Hi all I’m new to hear so hoping someone has some advice for me. My ex husband left out of the blue 2 yrs ago after 15 yrs together and 10 years married told the kids the same day daddy’s not coming back said he’s not in love with me anymore and that there wasn’t anyone else. He was always out at football or work and I brought up our 2 kids mostly on my own. We found out last week he has a new girlfriend he met 7 months ago on a dating app who has a 3 yr old boy with whom he spends most of his time. The kids don’t really want to see him and only ever see him for 2 hrs every other week. He never phones them but will text throughout the week. I’m finding this whole situation really hard and especially now he has a new family, We have been divorced for 2 yrs now and everyone keeps telling I should have moved on by now but I haven’t and I’m really worried I will never move on. He says he wants to be a better dad but never puts the kids first.
He isn’t different. It is just the relationship is new and he is putting the effort in. Fast forward 15 years ( if it lasts that long) and he’ll be no better with her than he was with you.
In what way have you not moved on? Do you want him back ? Or do you want the dream of an intact family?
Try writing a list of all the things he missed. All the times he wasn’t there. All the things he did that weren’t good.
Look inside yourself too. You say he wasn’t here a lot of the time. Is that what you feel you deserve – an absent partner?
Being a single parent.can be hard work. Tho tbh is it really much harder than it was with him? If he didn’t do much… I found I had to be more organised with eg food shopping and it was hard when I was ill and noone could take the kids but overall I think being single is easier than really g with him the way he really was ( note the way he was – not the way he could have been . Its a big difference).

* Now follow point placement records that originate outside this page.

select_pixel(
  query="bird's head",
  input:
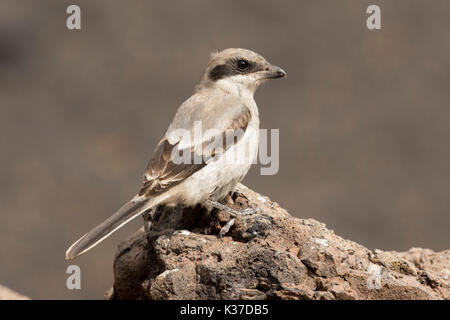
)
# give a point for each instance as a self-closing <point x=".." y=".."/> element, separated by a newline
<point x="238" y="70"/>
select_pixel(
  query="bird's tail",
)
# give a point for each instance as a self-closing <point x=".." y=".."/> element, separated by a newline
<point x="124" y="215"/>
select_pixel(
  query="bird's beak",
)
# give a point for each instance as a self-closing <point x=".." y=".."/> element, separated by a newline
<point x="271" y="72"/>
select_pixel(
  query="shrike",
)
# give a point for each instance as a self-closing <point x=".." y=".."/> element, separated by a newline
<point x="224" y="107"/>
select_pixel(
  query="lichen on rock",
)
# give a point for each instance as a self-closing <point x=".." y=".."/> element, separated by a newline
<point x="267" y="255"/>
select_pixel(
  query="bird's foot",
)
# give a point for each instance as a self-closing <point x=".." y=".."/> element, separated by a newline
<point x="233" y="212"/>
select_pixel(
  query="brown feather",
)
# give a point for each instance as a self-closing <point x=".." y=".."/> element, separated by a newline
<point x="163" y="174"/>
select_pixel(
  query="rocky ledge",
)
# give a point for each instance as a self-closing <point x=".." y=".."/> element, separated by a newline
<point x="268" y="255"/>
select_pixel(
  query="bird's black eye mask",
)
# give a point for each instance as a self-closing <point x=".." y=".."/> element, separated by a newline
<point x="234" y="67"/>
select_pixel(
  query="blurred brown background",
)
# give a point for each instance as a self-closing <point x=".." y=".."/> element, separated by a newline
<point x="363" y="119"/>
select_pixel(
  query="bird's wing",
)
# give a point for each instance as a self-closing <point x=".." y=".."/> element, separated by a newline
<point x="217" y="119"/>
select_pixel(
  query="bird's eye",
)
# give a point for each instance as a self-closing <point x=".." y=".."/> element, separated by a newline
<point x="243" y="64"/>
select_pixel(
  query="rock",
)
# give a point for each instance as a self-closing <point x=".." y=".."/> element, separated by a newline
<point x="268" y="255"/>
<point x="8" y="294"/>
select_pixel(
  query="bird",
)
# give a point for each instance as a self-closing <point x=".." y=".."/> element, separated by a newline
<point x="222" y="107"/>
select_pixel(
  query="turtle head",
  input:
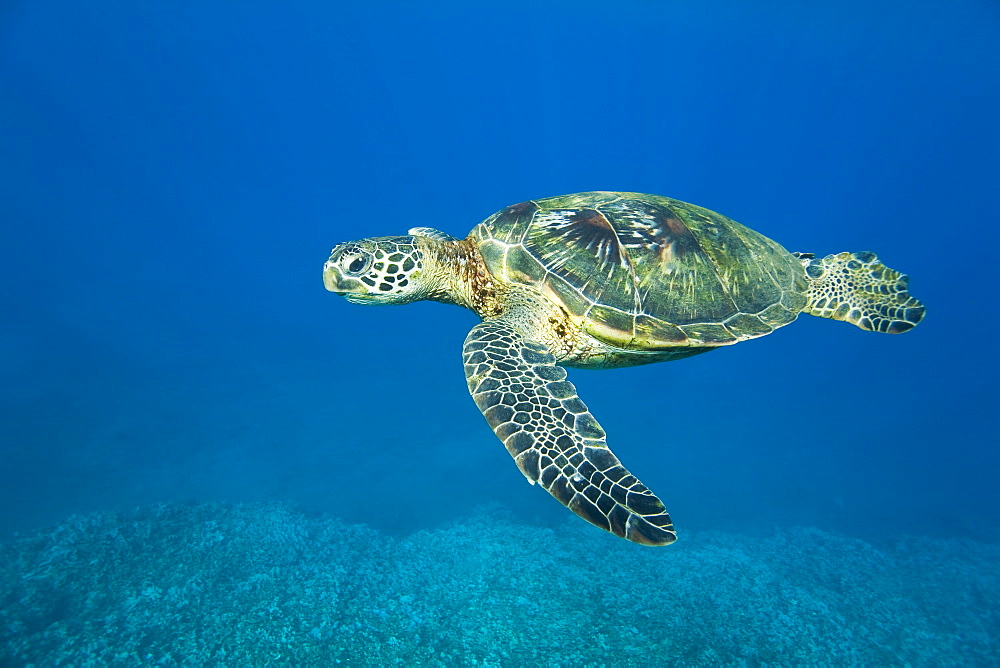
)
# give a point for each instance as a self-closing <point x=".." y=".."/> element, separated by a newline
<point x="380" y="270"/>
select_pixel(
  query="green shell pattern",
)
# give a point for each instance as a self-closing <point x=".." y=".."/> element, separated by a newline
<point x="645" y="272"/>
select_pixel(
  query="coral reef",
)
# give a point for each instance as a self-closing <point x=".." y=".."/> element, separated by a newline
<point x="265" y="584"/>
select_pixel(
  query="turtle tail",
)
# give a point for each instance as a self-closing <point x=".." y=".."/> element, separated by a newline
<point x="856" y="287"/>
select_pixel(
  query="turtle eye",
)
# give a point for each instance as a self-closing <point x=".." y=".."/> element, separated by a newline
<point x="356" y="263"/>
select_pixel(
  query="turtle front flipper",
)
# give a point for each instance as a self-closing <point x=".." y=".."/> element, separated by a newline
<point x="555" y="441"/>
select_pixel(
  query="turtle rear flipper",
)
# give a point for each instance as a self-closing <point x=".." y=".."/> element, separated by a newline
<point x="555" y="441"/>
<point x="856" y="287"/>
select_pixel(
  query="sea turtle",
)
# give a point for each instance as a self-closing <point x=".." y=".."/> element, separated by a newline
<point x="604" y="280"/>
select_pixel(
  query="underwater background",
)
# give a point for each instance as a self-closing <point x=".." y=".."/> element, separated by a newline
<point x="206" y="458"/>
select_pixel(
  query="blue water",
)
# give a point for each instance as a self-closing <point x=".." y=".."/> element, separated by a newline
<point x="174" y="377"/>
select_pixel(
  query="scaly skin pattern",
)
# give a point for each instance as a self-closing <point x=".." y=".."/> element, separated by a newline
<point x="605" y="280"/>
<point x="551" y="435"/>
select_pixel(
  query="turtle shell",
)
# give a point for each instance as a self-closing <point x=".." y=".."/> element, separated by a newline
<point x="645" y="272"/>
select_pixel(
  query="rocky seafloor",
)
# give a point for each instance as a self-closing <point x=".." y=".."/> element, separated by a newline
<point x="266" y="584"/>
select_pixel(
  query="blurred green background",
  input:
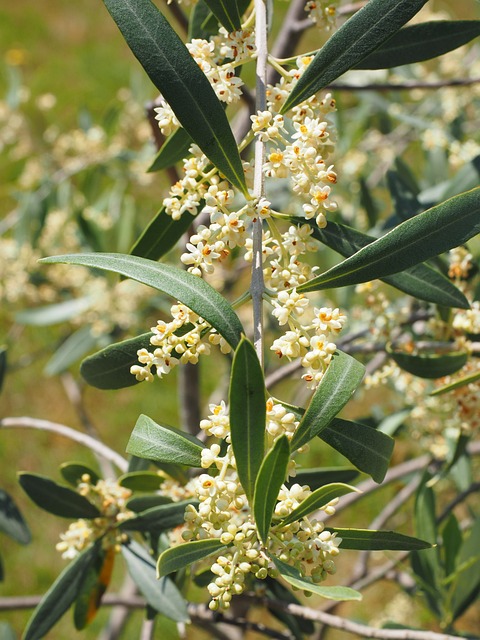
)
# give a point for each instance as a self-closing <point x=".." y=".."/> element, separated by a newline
<point x="74" y="51"/>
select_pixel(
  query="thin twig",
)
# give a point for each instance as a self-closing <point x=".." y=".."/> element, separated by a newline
<point x="361" y="566"/>
<point x="67" y="432"/>
<point x="73" y="391"/>
<point x="405" y="86"/>
<point x="355" y="628"/>
<point x="257" y="286"/>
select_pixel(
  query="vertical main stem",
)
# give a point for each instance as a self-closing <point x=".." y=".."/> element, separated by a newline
<point x="257" y="285"/>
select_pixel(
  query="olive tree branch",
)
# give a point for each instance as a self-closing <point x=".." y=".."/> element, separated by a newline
<point x="62" y="430"/>
<point x="257" y="286"/>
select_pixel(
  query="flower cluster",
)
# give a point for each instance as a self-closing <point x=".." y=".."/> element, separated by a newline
<point x="110" y="498"/>
<point x="322" y="12"/>
<point x="224" y="513"/>
<point x="178" y="341"/>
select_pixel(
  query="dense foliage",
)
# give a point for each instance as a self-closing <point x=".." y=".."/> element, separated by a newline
<point x="328" y="283"/>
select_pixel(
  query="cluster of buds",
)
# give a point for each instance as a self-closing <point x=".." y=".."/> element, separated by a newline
<point x="310" y="342"/>
<point x="110" y="498"/>
<point x="224" y="513"/>
<point x="175" y="342"/>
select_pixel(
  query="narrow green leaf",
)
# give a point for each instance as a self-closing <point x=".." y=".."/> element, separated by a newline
<point x="296" y="579"/>
<point x="162" y="595"/>
<point x="6" y="630"/>
<point x="317" y="499"/>
<point x="380" y="540"/>
<point x="94" y="584"/>
<point x="174" y="149"/>
<point x="426" y="564"/>
<point x="164" y="443"/>
<point x="160" y="235"/>
<point x="364" y="32"/>
<point x="192" y="291"/>
<point x="457" y="384"/>
<point x="227" y="13"/>
<point x="158" y="519"/>
<point x="184" y="86"/>
<point x="318" y="477"/>
<point x="368" y="449"/>
<point x="276" y="591"/>
<point x="72" y="472"/>
<point x="247" y="414"/>
<point x="451" y="543"/>
<point x="109" y="368"/>
<point x="428" y="234"/>
<point x="342" y="377"/>
<point x="421" y="42"/>
<point x="141" y="480"/>
<point x="202" y="23"/>
<point x="61" y="595"/>
<point x="142" y="503"/>
<point x="3" y="365"/>
<point x="54" y="313"/>
<point x="72" y="349"/>
<point x="428" y="365"/>
<point x="270" y="478"/>
<point x="420" y="281"/>
<point x="55" y="498"/>
<point x="467" y="585"/>
<point x="184" y="555"/>
<point x="12" y="522"/>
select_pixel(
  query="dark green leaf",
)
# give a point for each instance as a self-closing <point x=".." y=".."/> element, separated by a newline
<point x="295" y="578"/>
<point x="184" y="86"/>
<point x="320" y="476"/>
<point x="164" y="443"/>
<point x="420" y="281"/>
<point x="109" y="368"/>
<point x="192" y="291"/>
<point x="174" y="149"/>
<point x="73" y="472"/>
<point x="55" y="498"/>
<point x="11" y="520"/>
<point x="426" y="564"/>
<point x="74" y="348"/>
<point x="457" y="384"/>
<point x="429" y="234"/>
<point x="270" y="478"/>
<point x="94" y="584"/>
<point x="247" y="414"/>
<point x="342" y="377"/>
<point x="160" y="235"/>
<point x="297" y="624"/>
<point x="61" y="595"/>
<point x="185" y="554"/>
<point x="364" y="32"/>
<point x="54" y="313"/>
<point x="142" y="503"/>
<point x="227" y="13"/>
<point x="451" y="543"/>
<point x="202" y="23"/>
<point x="421" y="42"/>
<point x="467" y="585"/>
<point x="371" y="540"/>
<point x="3" y="365"/>
<point x="317" y="499"/>
<point x="428" y="365"/>
<point x="6" y="631"/>
<point x="162" y="595"/>
<point x="368" y="449"/>
<point x="141" y="480"/>
<point x="158" y="519"/>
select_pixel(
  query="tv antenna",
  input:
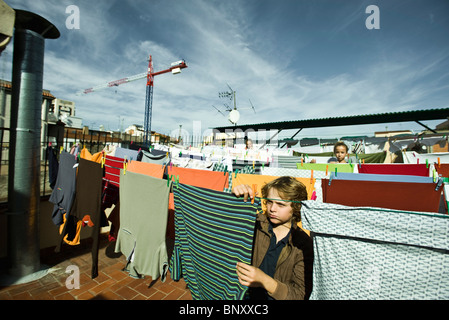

You don’t way how old your kids are..it is good.they maintain some contact.with their dad via text. When he did phone did you try and talk to him? Whatever your feelings he has moved on and you have no control over his feelings or actions . All you can do is look at your own.and.the impact they may be having on the situation. If your kids are old enough tho you don’t need to speak to him. Try grey rock .
And look at what else you have in your life. Look at work, friends, hobbies..What do you want to do post lockdown?